TEXAS LAST MEAL
Rex Mays
September 24, 2002
LAST MEAL: Scrambled eggs with shredded cheese, cream gravy, hash browns, pan sausage, orange juice and milk.
No clowning around...execution #800!
The skinny: Warning: Gacy/Pogo Alert! Mays, who occasionally earned money performing as Uh-Oh the Clown and dressed as Santa Claus and the Easter Bunny parked his car a few blocks from home the day of the killings, choosing to walk home so he could think about how to tell his wife he had lost his job. He stopped outside the Wiley home, where 10-year-old Kristin's mother was down the street visiting with a neighbor. Music from a stereo was blaring and he followed the sounds to a bedroom, where the girl was with her younger friend. She refused his request to turn down the volume. "Here I had just gotten fired and some kid's telling me, 'No,'" he said in the confession. He went to the kitchen, the girls behind him telling him to leave. "It was just like something came over me," he said, explaining how he grabbed a knife and turned toward the children, who screamed and ran to a bedroom. He followed and killed them, "still feeling badly about how my day had gone," he said in the confession.
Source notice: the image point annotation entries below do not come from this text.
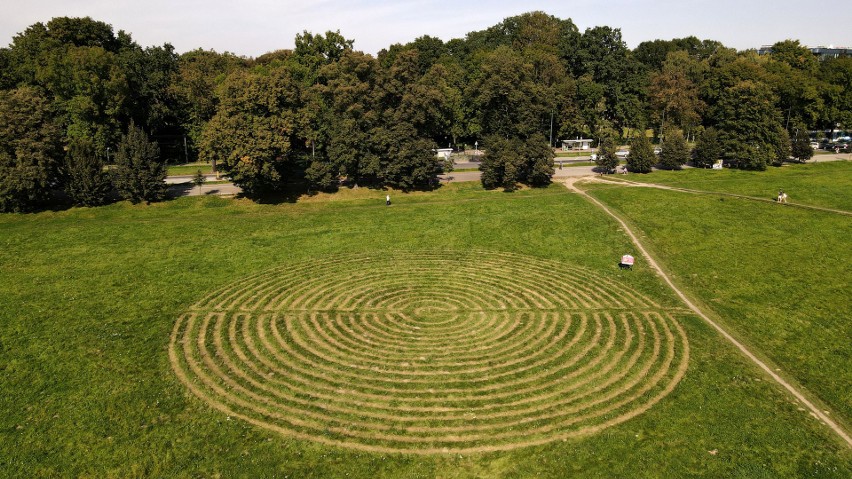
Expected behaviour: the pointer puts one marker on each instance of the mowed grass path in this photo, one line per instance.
(90, 298)
(825, 184)
(778, 276)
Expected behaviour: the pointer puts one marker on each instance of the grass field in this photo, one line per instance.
(141, 341)
(817, 184)
(777, 275)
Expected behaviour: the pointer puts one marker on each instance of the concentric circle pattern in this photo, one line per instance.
(429, 352)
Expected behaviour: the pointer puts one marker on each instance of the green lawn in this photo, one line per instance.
(818, 184)
(90, 298)
(777, 276)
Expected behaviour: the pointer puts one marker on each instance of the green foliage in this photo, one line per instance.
(509, 101)
(782, 146)
(138, 173)
(29, 149)
(250, 136)
(674, 92)
(87, 184)
(199, 179)
(708, 149)
(323, 112)
(641, 158)
(675, 151)
(508, 162)
(801, 145)
(606, 158)
(749, 125)
(91, 298)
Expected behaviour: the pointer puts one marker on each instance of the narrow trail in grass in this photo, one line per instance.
(623, 182)
(570, 183)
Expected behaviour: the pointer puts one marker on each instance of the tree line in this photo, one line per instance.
(87, 111)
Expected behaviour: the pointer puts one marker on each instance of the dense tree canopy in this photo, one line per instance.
(324, 114)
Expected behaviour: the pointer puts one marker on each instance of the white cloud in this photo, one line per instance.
(253, 27)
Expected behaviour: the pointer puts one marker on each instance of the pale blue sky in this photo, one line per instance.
(253, 27)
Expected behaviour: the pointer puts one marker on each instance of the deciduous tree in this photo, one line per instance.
(675, 151)
(87, 184)
(29, 149)
(139, 173)
(641, 158)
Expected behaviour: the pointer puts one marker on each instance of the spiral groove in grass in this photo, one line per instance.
(428, 352)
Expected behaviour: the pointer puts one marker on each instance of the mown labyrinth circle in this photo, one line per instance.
(429, 352)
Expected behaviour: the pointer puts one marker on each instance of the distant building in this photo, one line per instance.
(578, 144)
(822, 52)
(443, 153)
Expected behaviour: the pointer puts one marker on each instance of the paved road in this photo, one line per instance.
(182, 185)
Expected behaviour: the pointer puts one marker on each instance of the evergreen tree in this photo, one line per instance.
(139, 174)
(501, 164)
(641, 157)
(198, 179)
(508, 162)
(87, 184)
(675, 151)
(783, 147)
(707, 149)
(29, 149)
(801, 147)
(606, 158)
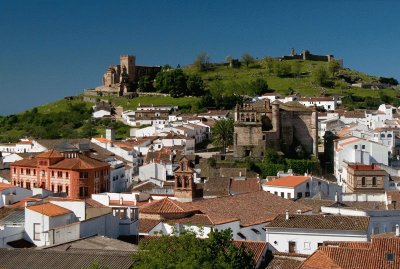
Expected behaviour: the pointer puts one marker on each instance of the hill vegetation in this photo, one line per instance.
(204, 85)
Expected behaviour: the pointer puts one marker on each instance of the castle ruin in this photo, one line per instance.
(286, 127)
(122, 79)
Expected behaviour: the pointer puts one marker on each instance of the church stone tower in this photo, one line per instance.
(185, 188)
(128, 61)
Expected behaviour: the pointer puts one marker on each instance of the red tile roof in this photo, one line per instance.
(4, 186)
(289, 181)
(146, 225)
(320, 222)
(256, 247)
(49, 209)
(250, 208)
(349, 257)
(83, 162)
(166, 206)
(244, 186)
(50, 154)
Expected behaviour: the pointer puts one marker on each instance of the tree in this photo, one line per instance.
(333, 67)
(222, 133)
(258, 87)
(195, 85)
(247, 59)
(202, 61)
(145, 84)
(172, 82)
(187, 251)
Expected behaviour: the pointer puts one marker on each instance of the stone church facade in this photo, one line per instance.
(287, 127)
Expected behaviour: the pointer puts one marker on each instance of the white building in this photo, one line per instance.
(303, 234)
(357, 150)
(10, 194)
(328, 103)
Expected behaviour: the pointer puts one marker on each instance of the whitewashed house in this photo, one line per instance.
(328, 103)
(10, 194)
(303, 234)
(357, 150)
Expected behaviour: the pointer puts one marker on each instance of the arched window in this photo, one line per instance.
(363, 181)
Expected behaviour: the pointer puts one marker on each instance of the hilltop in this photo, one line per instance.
(222, 87)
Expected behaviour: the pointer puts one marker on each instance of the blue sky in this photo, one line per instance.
(53, 48)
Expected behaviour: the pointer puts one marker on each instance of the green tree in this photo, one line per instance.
(172, 82)
(333, 67)
(258, 87)
(202, 61)
(145, 84)
(195, 85)
(222, 133)
(247, 59)
(187, 251)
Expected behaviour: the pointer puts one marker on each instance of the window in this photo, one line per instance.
(83, 174)
(390, 257)
(36, 231)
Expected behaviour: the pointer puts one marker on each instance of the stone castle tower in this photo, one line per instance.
(282, 126)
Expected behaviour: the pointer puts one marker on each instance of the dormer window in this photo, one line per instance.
(390, 257)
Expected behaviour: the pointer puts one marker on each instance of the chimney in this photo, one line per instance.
(337, 197)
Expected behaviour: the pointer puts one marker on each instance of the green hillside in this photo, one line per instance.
(220, 86)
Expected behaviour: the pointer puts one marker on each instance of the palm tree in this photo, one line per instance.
(222, 133)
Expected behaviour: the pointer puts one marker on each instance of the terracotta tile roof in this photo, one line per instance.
(4, 186)
(102, 140)
(365, 167)
(49, 209)
(348, 257)
(50, 154)
(244, 186)
(250, 208)
(83, 162)
(258, 248)
(167, 206)
(216, 186)
(320, 222)
(30, 162)
(196, 219)
(146, 224)
(289, 181)
(284, 261)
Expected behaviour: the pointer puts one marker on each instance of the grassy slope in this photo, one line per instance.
(302, 84)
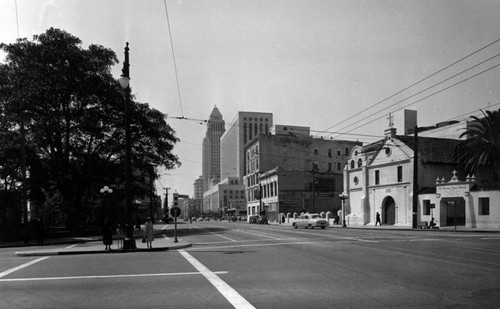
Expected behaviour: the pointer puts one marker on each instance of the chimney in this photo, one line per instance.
(390, 132)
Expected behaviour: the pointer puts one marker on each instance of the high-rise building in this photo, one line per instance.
(211, 149)
(244, 128)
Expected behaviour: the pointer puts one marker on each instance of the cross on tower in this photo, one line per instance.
(391, 120)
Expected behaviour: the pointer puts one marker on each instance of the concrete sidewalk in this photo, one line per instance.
(160, 243)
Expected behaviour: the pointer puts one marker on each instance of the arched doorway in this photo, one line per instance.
(389, 211)
(453, 211)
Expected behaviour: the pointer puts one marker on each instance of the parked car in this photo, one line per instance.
(310, 221)
(253, 219)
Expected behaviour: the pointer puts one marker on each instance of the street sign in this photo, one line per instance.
(175, 212)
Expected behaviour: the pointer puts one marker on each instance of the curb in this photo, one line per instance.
(80, 252)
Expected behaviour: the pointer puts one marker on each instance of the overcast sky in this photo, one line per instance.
(311, 63)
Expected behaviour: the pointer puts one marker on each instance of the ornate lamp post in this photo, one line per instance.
(105, 191)
(129, 242)
(343, 196)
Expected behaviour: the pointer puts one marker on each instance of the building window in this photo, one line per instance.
(427, 207)
(484, 206)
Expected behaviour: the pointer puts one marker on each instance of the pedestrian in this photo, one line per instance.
(149, 234)
(378, 220)
(107, 235)
(40, 230)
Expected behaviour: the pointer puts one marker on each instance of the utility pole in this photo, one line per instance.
(415, 178)
(165, 205)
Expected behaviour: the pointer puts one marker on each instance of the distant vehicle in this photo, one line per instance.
(258, 219)
(310, 221)
(253, 219)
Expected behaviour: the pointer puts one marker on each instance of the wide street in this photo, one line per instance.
(243, 265)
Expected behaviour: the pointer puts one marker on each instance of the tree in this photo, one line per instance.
(73, 110)
(480, 152)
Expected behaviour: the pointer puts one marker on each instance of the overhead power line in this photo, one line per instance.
(414, 84)
(424, 90)
(426, 97)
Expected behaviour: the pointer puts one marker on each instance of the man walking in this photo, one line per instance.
(378, 220)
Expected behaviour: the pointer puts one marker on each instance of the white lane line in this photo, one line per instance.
(222, 236)
(254, 245)
(225, 289)
(9, 271)
(105, 276)
(261, 235)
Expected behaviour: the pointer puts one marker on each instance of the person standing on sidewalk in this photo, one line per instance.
(149, 234)
(107, 235)
(378, 220)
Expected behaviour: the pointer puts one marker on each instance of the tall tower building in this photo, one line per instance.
(211, 149)
(244, 127)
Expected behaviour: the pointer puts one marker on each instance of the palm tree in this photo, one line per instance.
(480, 151)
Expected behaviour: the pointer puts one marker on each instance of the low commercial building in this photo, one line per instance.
(225, 195)
(379, 178)
(293, 172)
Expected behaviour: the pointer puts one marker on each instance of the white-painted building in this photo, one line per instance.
(379, 178)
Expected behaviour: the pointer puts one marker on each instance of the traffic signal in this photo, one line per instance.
(176, 199)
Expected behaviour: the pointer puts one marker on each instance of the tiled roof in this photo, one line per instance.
(434, 150)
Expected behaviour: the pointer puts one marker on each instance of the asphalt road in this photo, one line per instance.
(238, 265)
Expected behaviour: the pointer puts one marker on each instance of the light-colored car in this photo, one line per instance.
(310, 221)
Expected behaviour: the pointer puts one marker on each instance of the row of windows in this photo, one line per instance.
(330, 166)
(316, 152)
(260, 119)
(399, 175)
(266, 190)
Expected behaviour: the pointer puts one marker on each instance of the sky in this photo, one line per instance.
(336, 66)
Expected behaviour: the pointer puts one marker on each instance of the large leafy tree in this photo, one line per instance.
(480, 152)
(72, 107)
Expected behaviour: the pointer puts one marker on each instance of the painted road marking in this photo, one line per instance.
(261, 235)
(222, 236)
(225, 289)
(255, 245)
(106, 276)
(9, 271)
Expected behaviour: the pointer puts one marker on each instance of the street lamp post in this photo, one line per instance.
(105, 191)
(129, 241)
(343, 196)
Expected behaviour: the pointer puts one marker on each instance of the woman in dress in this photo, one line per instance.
(149, 234)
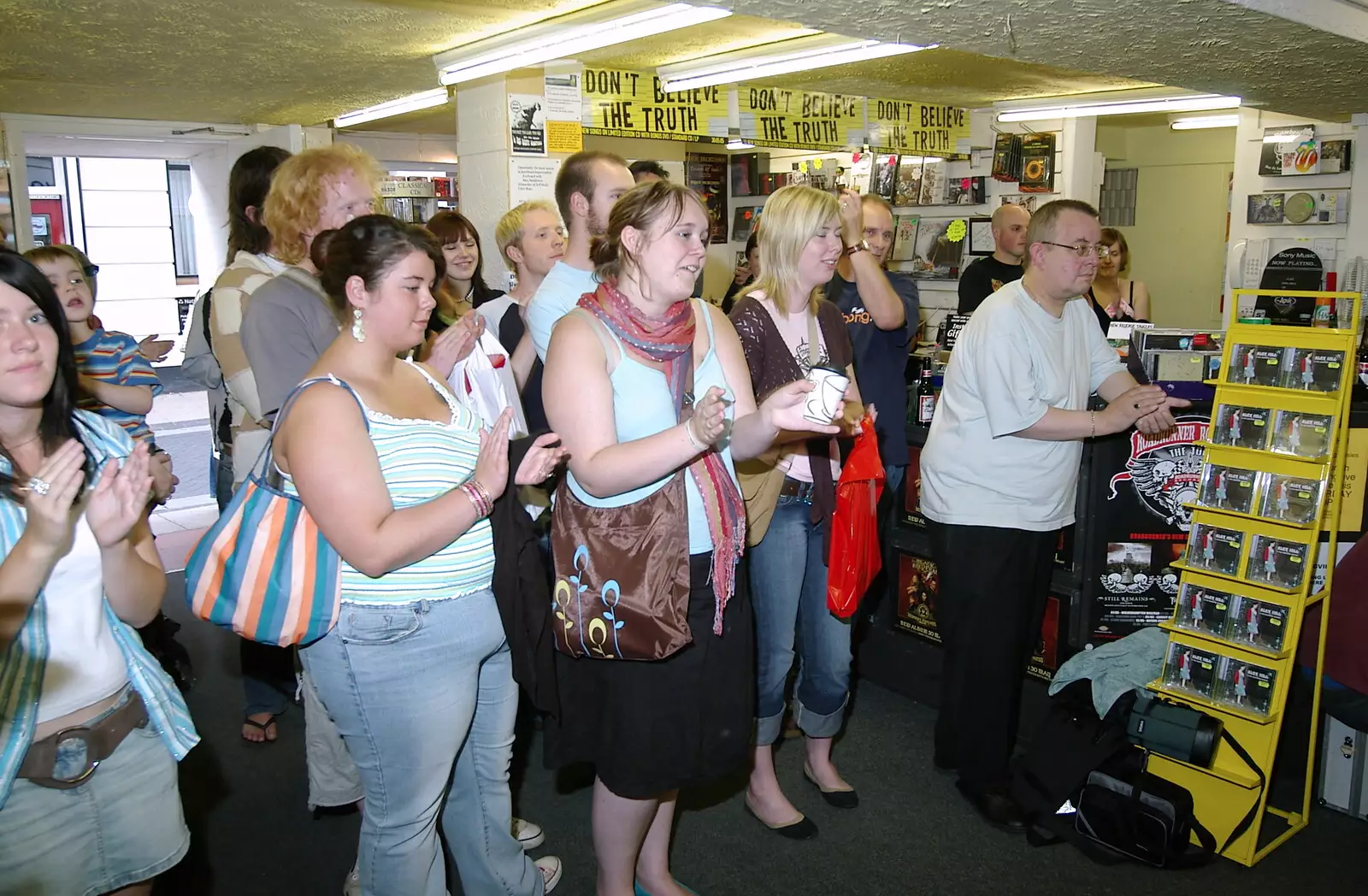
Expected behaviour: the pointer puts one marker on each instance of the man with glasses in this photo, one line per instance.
(999, 482)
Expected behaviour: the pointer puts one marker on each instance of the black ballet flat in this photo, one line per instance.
(838, 799)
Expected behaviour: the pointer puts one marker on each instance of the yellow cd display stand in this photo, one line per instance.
(1274, 460)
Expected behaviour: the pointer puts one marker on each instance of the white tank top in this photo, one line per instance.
(84, 661)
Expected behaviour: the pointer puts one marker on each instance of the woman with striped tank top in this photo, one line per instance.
(401, 478)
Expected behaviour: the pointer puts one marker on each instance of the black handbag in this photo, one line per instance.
(1149, 821)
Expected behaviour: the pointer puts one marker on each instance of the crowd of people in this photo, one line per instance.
(333, 334)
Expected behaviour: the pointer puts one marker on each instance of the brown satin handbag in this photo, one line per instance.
(622, 575)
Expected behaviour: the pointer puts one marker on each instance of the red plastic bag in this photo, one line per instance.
(855, 556)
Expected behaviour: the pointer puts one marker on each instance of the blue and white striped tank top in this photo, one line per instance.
(423, 460)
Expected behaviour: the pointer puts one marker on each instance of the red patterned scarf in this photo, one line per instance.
(669, 341)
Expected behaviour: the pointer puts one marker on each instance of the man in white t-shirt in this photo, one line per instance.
(587, 186)
(999, 482)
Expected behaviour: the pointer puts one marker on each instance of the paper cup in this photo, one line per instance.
(829, 387)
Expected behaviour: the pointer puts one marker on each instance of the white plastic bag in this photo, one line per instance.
(486, 385)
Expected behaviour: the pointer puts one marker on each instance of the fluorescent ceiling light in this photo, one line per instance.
(1200, 122)
(412, 103)
(799, 54)
(567, 36)
(1200, 103)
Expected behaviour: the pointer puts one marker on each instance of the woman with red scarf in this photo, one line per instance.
(615, 389)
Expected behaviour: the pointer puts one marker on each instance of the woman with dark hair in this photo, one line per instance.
(464, 286)
(616, 375)
(1112, 296)
(401, 479)
(92, 727)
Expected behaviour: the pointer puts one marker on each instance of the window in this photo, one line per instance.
(182, 226)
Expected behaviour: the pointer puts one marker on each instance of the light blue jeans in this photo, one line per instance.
(788, 592)
(424, 698)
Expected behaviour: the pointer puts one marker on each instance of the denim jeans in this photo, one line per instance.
(788, 592)
(426, 702)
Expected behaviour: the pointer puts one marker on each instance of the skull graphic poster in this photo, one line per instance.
(1140, 526)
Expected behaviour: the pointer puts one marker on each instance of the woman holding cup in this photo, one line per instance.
(788, 332)
(617, 393)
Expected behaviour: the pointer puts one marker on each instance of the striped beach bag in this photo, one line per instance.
(264, 569)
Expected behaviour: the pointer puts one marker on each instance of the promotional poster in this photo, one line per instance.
(1141, 526)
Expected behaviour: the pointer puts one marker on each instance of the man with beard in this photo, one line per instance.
(586, 189)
Then he went home, changed shirts before greeting his wife, and took a shower, telling his wife he had just seen someone run through the yard.
DEMENTED: As police swooped into the northwest Harris County neighborhood that July afternoon, Mays grabbed a lawn chair and sat outside to watch the scene. Interviewed by detectives, he said he saw two men scaling a backyard fence during the time the girls would have been killed. It was pursued as the first lead in the case. "That turned out to be a lie," McClellan said.
Despite a reward fund that grew to at least $25,000 and a billboard campaign that kept the two girls in the public eye, it wasn't until more than a year later after a Harris County sheriff's detective befriended Mays as part of the investigation that Mays cracked.
DOOFUS: Mays had no previous criminal record but acquaintances described him as a bad-tempered liar and braggart. A co-worker called him a "doofus, ... creepy but harmless."
Final Moments: While strapped to the gurney in the death chamber, Mays gave a final statement that touched on his religious beliefs and thanked his supporters. He did not apologize to the relatives of the victims, who were present. "Warden, just give me parole and let me go home to be with the lord," Mays said just before the lethal drugs were injected into his veins.
Factoids: The execution of Rex Mays was the 800th in the U.S. since the Supreme Court lifted a national death penalty ban in 1976. Mays was the 27th person executed this year in Texas, the nation's death penalty leader, and the 283rd since it resumed capital punishment in 1982.